Another issue may come from the input data itself, as machine learning strategies require a large number of TE sequences that are well curated. This may be impossible to attain for some classes of TEs, where only a few copies are present in curated databases. It should also be emphasized that Dfam is highly biased toward model organisms. It was built around the following five species: human, mouse, zebrafish, flatworm, and fruit fly. This bias persists to these days with most of TE models in curated part of Dfam coming from mammalian genomes. Uncurated part is slightly better, although it comes with the price that some of the models may be misclassified. Dfam 3.7 included 15,415 curated TE families’ models and 1,037,077 uncurated families from 2346 taxa. For comparison, the current version of Dfam (3.9) consists of over four million models from 2784 taxa (https://www.dfam.org/releases/Dfam_3.9/relnotes.txt). To improve TEclass2 performance, more diverse data should be included during the training step. Such data may come from the newer Dfam release and/or other TE databases such as FishTEdb (https://www.fishtedb.com).
Several tools for TE classification that use a machine learning approach have recently been developed. Interestingly, TEClass2 is the only all-in-one, flat classifier, and its classification is based purely on the transformer architecture. All other methods rely on CNNs and RNNs. TEClass2 is also the only architecture that captures the entire sequence without truncating or fragmenting it into multiple parts. We summarized the main feature of these tools in Table 6.

4. Conclusions

TEclass2 is a comprehensive classifier that uses state-of-the-art transformer architectures to produce promising results. It achieves an overall weighted accuracy of 79% across sixteen TE families. In addition to its performance as a standalone tool, TEclass2 is a fully open source and designed to be a flexible framework for the research community. We provide the complete codebase to enable immediate classification via our pre-trained models and to allow researchers to train their own custom models or fine-tune existing models on specific taxonomic datasets. We hope this accessibility will empower users to explore the strengths and limitations of transformers in genomics and ultimately improve TE classification methods, regardless of performance outcomes on novel datasets. It would also be interesting to see how the models improve over time with better training datasets. We acknowledge that the training data are imperfect, as both Repbase and Dfam are biased toward model organisms. Consequently, we are eager to see how our system will perform with improved training datasets.

Author Contributions

Conceptualization, W.M.; Methodology, M.R. and X.J.; Software, L.B. and M.R.; Validation, L.B. and M.R.; Investigation, L.B. and M.R.; Writing—Original Draft, L.B. and M.R.; Writing—Review and Editing, X.J. and W.M.; Supervision, X.J. and W.M.; Funding Acquisition, W.M. All authors have read and agreed to the published version of the manuscript.

Funding

This research was partially funded by the DAAD Research Grants—Doctoral Programs in Germany 2018/2019 (57381412) to MR and internal funds of the Institute of Bioinformatics.

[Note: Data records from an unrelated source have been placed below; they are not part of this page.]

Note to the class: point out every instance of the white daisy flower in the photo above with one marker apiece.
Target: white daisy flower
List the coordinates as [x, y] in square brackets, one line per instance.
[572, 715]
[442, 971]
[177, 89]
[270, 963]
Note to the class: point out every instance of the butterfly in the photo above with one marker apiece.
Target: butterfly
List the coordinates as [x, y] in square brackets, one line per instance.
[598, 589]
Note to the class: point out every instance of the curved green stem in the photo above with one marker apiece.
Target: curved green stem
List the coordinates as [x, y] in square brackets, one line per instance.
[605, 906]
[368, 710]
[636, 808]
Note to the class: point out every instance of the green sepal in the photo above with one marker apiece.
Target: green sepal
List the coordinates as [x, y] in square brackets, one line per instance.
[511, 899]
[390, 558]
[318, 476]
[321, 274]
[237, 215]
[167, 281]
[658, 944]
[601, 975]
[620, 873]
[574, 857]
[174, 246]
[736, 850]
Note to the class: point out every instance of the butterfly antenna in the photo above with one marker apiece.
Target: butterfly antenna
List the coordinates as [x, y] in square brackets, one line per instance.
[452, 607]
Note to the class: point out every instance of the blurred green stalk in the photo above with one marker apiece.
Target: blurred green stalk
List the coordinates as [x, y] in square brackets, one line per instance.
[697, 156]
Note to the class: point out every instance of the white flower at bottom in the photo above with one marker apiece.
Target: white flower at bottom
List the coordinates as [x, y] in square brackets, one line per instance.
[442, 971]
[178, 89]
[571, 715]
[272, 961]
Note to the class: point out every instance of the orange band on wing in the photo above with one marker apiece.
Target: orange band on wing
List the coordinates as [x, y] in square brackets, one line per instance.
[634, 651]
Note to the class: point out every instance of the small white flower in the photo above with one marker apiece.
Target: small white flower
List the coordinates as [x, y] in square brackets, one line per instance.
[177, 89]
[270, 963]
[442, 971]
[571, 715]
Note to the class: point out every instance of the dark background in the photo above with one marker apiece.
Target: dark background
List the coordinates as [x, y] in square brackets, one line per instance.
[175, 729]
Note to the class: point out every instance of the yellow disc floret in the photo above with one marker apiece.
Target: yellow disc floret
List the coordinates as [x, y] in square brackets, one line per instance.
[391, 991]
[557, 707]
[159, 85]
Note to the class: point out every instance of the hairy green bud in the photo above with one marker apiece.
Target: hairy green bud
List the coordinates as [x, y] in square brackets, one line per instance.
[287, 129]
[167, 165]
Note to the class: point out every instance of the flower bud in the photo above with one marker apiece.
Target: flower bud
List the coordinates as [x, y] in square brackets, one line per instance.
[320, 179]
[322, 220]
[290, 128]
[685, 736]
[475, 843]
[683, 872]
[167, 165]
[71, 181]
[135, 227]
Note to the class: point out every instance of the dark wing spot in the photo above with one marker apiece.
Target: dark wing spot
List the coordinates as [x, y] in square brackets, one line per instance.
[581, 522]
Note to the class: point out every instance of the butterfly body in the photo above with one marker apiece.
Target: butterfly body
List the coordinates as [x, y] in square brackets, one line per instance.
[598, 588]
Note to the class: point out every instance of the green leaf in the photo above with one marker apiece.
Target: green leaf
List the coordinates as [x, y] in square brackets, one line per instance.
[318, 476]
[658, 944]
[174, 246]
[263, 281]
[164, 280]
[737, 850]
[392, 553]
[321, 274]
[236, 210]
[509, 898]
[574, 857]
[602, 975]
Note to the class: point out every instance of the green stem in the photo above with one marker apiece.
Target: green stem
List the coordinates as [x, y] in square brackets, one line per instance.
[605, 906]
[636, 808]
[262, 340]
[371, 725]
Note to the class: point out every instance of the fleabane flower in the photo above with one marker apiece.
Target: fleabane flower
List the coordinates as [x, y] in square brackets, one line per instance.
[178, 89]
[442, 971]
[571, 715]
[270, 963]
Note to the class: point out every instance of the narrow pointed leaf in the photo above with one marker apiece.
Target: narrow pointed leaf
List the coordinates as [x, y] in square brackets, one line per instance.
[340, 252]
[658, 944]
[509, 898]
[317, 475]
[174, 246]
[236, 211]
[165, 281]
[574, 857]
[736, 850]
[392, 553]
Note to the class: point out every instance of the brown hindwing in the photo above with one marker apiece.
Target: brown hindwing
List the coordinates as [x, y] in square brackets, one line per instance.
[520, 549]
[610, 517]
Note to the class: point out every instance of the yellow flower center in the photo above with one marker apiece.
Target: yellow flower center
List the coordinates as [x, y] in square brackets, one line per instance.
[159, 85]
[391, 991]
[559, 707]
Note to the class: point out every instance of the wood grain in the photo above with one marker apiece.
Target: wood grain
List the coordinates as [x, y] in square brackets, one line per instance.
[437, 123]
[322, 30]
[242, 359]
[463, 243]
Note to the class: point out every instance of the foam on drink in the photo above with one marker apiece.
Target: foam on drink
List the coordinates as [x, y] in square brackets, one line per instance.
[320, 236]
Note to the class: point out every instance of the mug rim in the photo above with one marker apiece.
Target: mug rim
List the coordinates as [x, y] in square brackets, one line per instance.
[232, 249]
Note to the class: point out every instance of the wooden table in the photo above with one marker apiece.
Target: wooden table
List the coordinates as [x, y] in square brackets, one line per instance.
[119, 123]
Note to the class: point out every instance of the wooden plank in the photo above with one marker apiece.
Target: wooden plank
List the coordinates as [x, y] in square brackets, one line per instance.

Institutional Review Board Statement

Not applicable.

Informed Consent Statement

Not applicable.

Data Availability Statement

Precomputed TE models are available at https://bioinformatics.uni-muenster.de/tools/teclass2/models/teclass2-models.tgz. Curated models of TEs for the fruit fly and rice genomes are available at https://github.com/IOB-Muenster/TEclass2/tree/main/tests.

Acknowledgments

Calculations (or parts of them) for this publication were performed on the HPC cluster PALMA II of the University of Münster, subsidised by the DFG (INST 211/667-1).

Conflicts of Interest

The authors declare no conflicts of interest.

References

  1. Hoyt, S.J.; Storer, J.M.; Hartley, G.A.; Grady, P.G.S.; Gershman, A.; de Lima, L.G.; Limouse, C.; Halabian, R.; Wojenski, L.; Rodriguez, M.; et al. From telomere to telomere: The transcriptional and epigenetic state of human repeat elements. Science 2022, 376, eabk3112. [Google Scholar] [CrossRef]
  2. Schnable, P.S.; Ware, D.; Fulton, R.S.; Stein, J.C.; Wei, F.; Pasternak, S.; Liang, C.; Zhang, J.; Fulton, L.; Graves, T.A.; et al. The B73 Maize Genome: Complexity, Diversity, and Dynamics. Science 2009, 326, 1112–1115. [Google Scholar] [CrossRef]
  3. Wicker, T.; Gundlach, H.; Spannagl, M.; Uauy, C.; Borrill, P.; Ramírez-González, R.H.; De Oliveira, R.; International Wheat Genome Sequencing Consortium; Mayer, K.F.X.; Paux, E.; et al. Impact of transposable elements on genome structure and evolution in bread wheat. Genome Biol. 2018, 19, 103. [Google Scholar] [CrossRef] [PubMed]
  4. Moran, J.V.; DeBerardinis, R.J.; Kazazian, H.H., Jr. Exon shuffling by L1 retrotransposition. Science 1999, 283, 1530–1534. [Google Scholar] [CrossRef] [PubMed]
  5. Piegu, B.; Guyot, R.; Picault, N.; Roulin, A.; Saniyal, A.; Kim, H.; Collura, K.; Brar, D.S.; Jackson, S.; Wing, R.A.; et al. Doubling genome size without polyploidization: Dynamics of retrotransposition-driven genomic expansions in Oryza australiensis, a wild relative of rice. Genome Res. 2006, 16, 1262–1269. [Google Scholar] [CrossRef] [PubMed]
  6. Ungerer, M.C.; Strakosh, S.C.; Zhen, Y. Genome expansion in three hybrid sunflower species is associated with retrotransposon proliferation. Curr. Biol. 2006, 16, R872–R873. [Google Scholar] [CrossRef]
  7. Makalowski, W. Genomic scrap yard: How genomes utilize all that junk. Gene 2000, 259, 61–67. [Google Scholar] [CrossRef]
  8. Rodriguez, M.; Makalowski, W. Software evaluation for de novo detection of transposons. Mob. DNA 2022, 13, 14. [Google Scholar] [CrossRef]
  9. Makalowski, W.; Gotea, V.; Pande, A.; Makalowska, I. Transposable Elements: Classification, Identification, and Their Use As a Tool For Comparative Genomics. In Evolutionary Genomics; Methods in Molecular Biology; Springer: New York, NY, USA, 2019; Volume 1910, pp. 177–207. [Google Scholar] [CrossRef]
  10. Piégu, B.; Bire, S.; Arensburger, P.; Bigot, Y. A survey of transposable element classification systems—A call for a fundamental update to meet the challenge of their diversity and complexity. Mol. Phylogenet. Evol. 2015, 86, 90–109. [Google Scholar] [CrossRef]
  11. Finnegan, D.J. Eukaryotic transposable elements and genome evolution. Trends Genet. 1989, 5, 103–107. [Google Scholar] [CrossRef]
  12. Jurka, J.; Kapitonov, V.V.; Pavlicek, A.; Klonowski, P.; Kohany, O.; Walichiewicz, J. Repbase Update, a database of eukaryotic repetitive elements. Cytogenet. Genome Res. 2005, 110, 462–467. [Google Scholar] [CrossRef] [PubMed]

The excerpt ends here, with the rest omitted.